Clash (Eshtebak)

Par Cinealain

Date de sortie 14 septembre 2016


Réalisé par Mohamed Diab


Avec Nelly Karim, Hani Adel, Tarek Abdel Aziz,

Ahmed Malek, Husni Sheta, Ahmed Dash, Aly Eltayeb, Amr El Kady


Genre Drame

Titre original Eshtebak


Productions Français, Égyptienne

Synopsis

Le Caire, été 2013, deux ans après la révolution égyptienne.

Au lendemain de la destitution du président islamiste Morsi, un jour de violentes émeutes, des dizaines de manifestants aux convictions politiques et religieuses divergentes sont embarqués dans un fourgon de police. Sauront-ils surmonter leurs différences pour s'en sortir ?

Quelques dates :

2011 - La Révolution égyptienne met fin à 30 ans de présidence.

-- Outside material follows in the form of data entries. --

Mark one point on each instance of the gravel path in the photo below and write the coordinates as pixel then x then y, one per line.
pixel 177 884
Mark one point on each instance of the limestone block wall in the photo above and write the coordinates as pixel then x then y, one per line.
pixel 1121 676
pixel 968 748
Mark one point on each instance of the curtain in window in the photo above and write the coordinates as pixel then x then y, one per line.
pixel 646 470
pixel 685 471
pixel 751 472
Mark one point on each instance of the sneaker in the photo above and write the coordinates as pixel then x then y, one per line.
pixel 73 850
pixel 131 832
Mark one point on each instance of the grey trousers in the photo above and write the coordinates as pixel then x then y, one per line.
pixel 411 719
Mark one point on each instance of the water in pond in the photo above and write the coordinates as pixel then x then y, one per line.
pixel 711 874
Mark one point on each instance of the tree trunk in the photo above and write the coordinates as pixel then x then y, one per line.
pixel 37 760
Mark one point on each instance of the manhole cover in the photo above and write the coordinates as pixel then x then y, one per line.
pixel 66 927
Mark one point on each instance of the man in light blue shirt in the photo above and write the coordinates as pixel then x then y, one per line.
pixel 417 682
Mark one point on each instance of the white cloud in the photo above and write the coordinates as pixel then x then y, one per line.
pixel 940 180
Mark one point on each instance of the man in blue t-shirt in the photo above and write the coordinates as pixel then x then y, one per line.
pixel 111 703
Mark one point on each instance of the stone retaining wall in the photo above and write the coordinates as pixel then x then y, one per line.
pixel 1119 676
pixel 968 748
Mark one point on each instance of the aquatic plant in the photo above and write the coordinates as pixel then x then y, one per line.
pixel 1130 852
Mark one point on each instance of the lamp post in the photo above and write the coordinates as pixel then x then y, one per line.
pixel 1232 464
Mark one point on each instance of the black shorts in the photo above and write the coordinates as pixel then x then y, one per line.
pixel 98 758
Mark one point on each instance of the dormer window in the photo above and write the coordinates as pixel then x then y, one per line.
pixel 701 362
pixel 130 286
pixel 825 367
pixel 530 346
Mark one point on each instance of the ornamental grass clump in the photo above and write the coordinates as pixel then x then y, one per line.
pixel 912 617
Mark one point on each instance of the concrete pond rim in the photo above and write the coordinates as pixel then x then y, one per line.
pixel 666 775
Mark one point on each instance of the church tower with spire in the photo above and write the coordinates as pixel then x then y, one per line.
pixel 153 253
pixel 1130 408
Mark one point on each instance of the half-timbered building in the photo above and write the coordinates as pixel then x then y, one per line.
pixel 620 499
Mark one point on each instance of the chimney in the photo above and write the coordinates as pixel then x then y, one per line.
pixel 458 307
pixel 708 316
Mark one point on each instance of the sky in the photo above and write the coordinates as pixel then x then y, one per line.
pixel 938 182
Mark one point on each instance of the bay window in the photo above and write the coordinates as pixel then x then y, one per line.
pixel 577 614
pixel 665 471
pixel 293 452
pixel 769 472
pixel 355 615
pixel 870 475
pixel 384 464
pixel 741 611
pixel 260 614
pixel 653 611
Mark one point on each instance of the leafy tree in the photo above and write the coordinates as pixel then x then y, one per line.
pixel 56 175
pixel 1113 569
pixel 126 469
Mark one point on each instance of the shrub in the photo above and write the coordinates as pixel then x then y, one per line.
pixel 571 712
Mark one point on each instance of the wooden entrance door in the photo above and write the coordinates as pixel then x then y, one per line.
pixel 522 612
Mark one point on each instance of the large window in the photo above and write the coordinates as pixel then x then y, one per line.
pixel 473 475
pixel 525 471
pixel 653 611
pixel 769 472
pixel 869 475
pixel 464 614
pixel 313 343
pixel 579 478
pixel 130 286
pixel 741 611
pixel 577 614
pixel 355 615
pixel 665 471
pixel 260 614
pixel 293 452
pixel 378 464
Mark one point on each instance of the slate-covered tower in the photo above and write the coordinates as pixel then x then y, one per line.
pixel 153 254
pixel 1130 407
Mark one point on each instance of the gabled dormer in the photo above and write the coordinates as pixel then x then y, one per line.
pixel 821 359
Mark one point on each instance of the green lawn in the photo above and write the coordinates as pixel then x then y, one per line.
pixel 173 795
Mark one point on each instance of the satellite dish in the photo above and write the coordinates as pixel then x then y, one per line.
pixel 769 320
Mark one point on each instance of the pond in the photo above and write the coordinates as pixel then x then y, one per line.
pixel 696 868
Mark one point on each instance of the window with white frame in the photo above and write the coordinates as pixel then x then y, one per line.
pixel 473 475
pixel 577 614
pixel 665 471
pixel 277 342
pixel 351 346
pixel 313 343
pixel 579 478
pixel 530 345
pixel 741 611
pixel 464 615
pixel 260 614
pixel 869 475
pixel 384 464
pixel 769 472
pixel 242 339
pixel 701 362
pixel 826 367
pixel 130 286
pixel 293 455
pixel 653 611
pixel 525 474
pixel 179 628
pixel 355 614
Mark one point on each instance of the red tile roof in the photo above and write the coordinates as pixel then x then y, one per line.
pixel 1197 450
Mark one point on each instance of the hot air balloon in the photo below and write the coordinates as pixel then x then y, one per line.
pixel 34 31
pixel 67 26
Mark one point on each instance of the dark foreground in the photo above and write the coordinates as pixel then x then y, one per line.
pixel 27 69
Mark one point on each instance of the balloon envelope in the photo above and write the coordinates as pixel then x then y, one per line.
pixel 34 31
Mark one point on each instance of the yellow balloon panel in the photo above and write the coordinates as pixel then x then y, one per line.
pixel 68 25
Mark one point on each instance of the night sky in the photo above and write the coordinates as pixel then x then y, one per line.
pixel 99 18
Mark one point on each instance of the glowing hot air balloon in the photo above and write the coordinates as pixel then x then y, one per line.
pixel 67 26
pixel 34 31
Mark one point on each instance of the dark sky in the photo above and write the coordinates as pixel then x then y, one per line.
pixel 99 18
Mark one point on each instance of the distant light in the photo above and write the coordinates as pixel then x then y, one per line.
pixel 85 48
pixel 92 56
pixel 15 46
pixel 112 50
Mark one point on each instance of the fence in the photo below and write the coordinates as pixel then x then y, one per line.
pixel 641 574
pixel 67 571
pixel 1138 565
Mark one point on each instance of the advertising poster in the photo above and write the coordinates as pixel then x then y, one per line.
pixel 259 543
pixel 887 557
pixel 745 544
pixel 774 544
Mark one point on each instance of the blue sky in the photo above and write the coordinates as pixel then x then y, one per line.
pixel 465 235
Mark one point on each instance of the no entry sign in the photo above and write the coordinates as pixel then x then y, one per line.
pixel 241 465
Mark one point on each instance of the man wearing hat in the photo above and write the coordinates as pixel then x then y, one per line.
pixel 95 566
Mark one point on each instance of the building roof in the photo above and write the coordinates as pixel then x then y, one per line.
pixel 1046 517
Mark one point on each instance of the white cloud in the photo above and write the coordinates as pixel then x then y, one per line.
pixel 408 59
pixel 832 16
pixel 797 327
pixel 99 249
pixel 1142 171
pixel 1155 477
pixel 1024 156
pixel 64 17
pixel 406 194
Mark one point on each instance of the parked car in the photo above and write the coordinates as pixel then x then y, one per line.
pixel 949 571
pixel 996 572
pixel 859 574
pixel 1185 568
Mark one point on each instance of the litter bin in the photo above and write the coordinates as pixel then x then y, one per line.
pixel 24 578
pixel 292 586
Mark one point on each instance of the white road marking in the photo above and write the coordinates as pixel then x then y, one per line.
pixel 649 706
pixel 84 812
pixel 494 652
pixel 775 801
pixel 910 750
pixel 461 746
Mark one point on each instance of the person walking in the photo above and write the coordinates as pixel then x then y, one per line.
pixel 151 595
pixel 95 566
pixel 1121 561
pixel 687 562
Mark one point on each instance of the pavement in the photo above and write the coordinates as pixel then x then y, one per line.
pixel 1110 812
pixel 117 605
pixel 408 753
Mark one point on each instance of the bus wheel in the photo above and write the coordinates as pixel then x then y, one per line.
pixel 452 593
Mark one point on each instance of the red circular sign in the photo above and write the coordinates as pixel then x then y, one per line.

2012 - Le nouveau président élu est un membre du Parti islamiste, les Frères musulmans.

2013 - Des millions d’Egyptiens se révoltent contre le nouveau président lors des plus grandes manifestations de l’histoire de l’Egypte.


Les jours qui suivent sont le théâtre de sanglants affrontements entre les Frères musulmans et les partisans de l’armée dans toute l’Egypte.

Ce film se passe un jour, durant ces semaines.

Mohamed Diab est un scénariste et réalisateur égyptien aux multiples récompenses.


Son travail met souvent le doigt sur les problèmes de la société égyptienne. Il est connu pour son premier film Les Femmes du bus 678, sorti en Egypte un mois avant la Révolution et qui raconte le combat de trois femmes au Caire contre le machisme et le harcèlement sexuel.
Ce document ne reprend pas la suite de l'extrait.